5     As of 22 March 2021, MSF had received about 26,500 CRG applications, of which about 10,500 had been approved, about 2,000 were being processed, and about 14,000 were unsuccessful. MSF also received around 570 appeals, of which around 450 were successful. Two in three of unsuccessful applications were due to applicants not meeting the eligibility criteria for income loss, job loss, or no-pay leave, or exceeding the household income eligibility criteria. Other reasons for unsuccessful applications included employment details not being verifiable (e.g. caseworker is unable to verify declared information with employer), or the job search or training requirement not being met.

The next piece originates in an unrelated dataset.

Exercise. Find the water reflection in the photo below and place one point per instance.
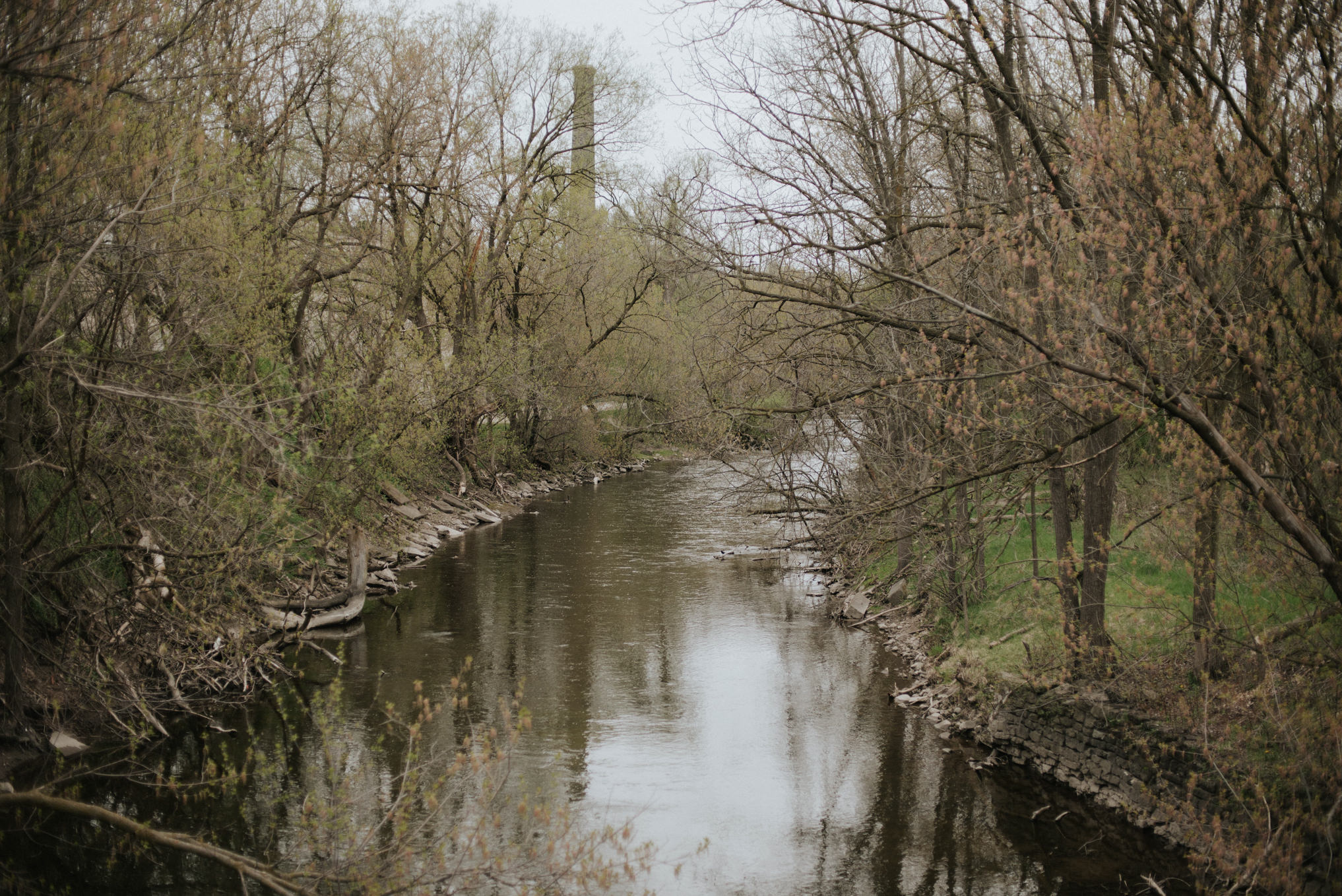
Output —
(697, 693)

6     MSF does not specifically track the number of CSG or CRG applications that were rejected due to resignations by the applicant rather than retrenchments or contract terminations. However, less than 12% of applications were rejected due to the applicant not experiencing involuntary job loss, involuntary NPL, or income loss at the point of application. When assessing CSG and CRG applications, the Social Service Offices (SSOs) consider supporting evidence from the applicants, such as correspondence with or documents from their former employers, and will approve applications if there are grounds to show that the applicant was compelled to resign. If the applicants’ claims cannot be verified, the SSOs can still re-assess on a case-by-case basis upon appeal and provide financial support if appellants are facing extenuating circumstances, or link them to other assistance schemes if necessary.